Let’s Visit Economics

The intense distraction swirling around Donald masks economic reality. Mariner has gathered some insights from expert observers of the economy who pretty much are not swayed by the soap opera involving Donald and Congress, Donald and Russia, Donald’s cabinet secretaries, Donald’s White House staff, Donald’s racism, and Donald’s petty tweets.

To provide some parameters, what is important over the next ten years is growth in the Gross Domestic Product (GDP) – the dollar value of all US production. Also important is the 19 trillion dollar national debt – especially as it relates to growth in GDP. The third parameter is government income, that is, the tax structure and whether it is fair and sufficient.

Finally, as an indicator, the trade balance between nations is changing.
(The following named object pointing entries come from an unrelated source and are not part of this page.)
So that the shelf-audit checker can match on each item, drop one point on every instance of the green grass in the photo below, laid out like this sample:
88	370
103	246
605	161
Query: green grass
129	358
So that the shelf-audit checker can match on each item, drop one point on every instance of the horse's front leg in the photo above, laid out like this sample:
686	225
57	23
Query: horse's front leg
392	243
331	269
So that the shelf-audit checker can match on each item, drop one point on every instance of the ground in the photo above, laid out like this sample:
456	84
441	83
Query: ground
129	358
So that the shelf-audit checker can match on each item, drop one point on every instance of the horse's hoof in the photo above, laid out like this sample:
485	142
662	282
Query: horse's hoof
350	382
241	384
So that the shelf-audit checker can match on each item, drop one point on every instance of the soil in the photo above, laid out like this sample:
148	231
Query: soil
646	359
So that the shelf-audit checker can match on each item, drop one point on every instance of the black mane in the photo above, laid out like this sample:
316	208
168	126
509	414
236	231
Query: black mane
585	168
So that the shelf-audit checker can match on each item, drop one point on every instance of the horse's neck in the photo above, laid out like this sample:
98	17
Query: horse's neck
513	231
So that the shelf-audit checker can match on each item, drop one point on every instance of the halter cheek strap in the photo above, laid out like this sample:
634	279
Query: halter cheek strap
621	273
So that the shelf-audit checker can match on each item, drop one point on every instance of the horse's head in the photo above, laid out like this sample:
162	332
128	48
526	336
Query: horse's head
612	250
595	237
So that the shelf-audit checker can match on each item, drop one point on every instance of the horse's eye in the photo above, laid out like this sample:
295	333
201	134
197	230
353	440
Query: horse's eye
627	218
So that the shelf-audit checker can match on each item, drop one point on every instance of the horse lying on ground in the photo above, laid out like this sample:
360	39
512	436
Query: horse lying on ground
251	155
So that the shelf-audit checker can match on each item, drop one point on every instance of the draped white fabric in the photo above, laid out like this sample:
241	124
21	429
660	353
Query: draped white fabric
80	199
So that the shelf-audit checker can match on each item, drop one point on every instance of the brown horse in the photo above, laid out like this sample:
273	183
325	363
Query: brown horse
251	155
We are accustomed to measuring plus and minus trade balances between each nation. For example, Donald cites trade balances between the US and Mexico or Canada or China. The future will be driven by global economics instead of national economics. This means that trade balances will be relative to global markets and how the trade balance is distributed among nations participating in a given global market. In principle, the Trans-Pacific Partnership (TPP) between nine nations is an example of how trade agreements will be developed in a world of global markets; one of the key negotiations is how to distribute each nation’s role among other participating nations to assure a viable trade balance for each nation.

So we know the ways to measure US economic health going forward: Establish policies that encourage growth in US production, establish policies that constrain further indebtedness as a ratio to the growth of GDP, restructure taxes to underwrite the costs of future growth, and restructure US trade agreements to accommodate global participation.

What are the issues that interfere with the goals implied above?

The single largest block to improving GDP is the US demographic profile. Like Europe and Canada, the US population is aging rapidly. 60 percent of the workforce will be retired by 2030. Retirees do not contribute to GDP; rather, they become a drain on resources needed to grow GDP. The solution is an aggressive immigration policy. As long as our government pursues a nationalist policy of racial isolationism, we are cutting off our nose to spite our face.

Next in importance is something called monetary policy. Basically, this means we allow the Federal Reserve to control interest rates and the cost to banks for borrowing money. This practice protects the US economy from recessions but it also limits the amount of money available to encourage growth in GDP. If the US is to underwrite an improvement in infrastructure, Congress must set legislation in place to allow private industry to borrow against future growth. The political issue is on whom tax increases will be imposed to create the funds.

Associated with the tax issue is to find a way to increase profit margins in small businesses. The problem now is that large corporate entities want in on this deal. Hence the desire of the GOP to impose massive tax cuts to the most profitable sector of the US. Also associated is a need to close tax loopholes and offshore avoidance of taxes.

Easily addressed in this post, the politics of achieving economic goals is massive. The importance of the 2018 election cannot be overstated. Our antiquated Congress is not prepared for economic success.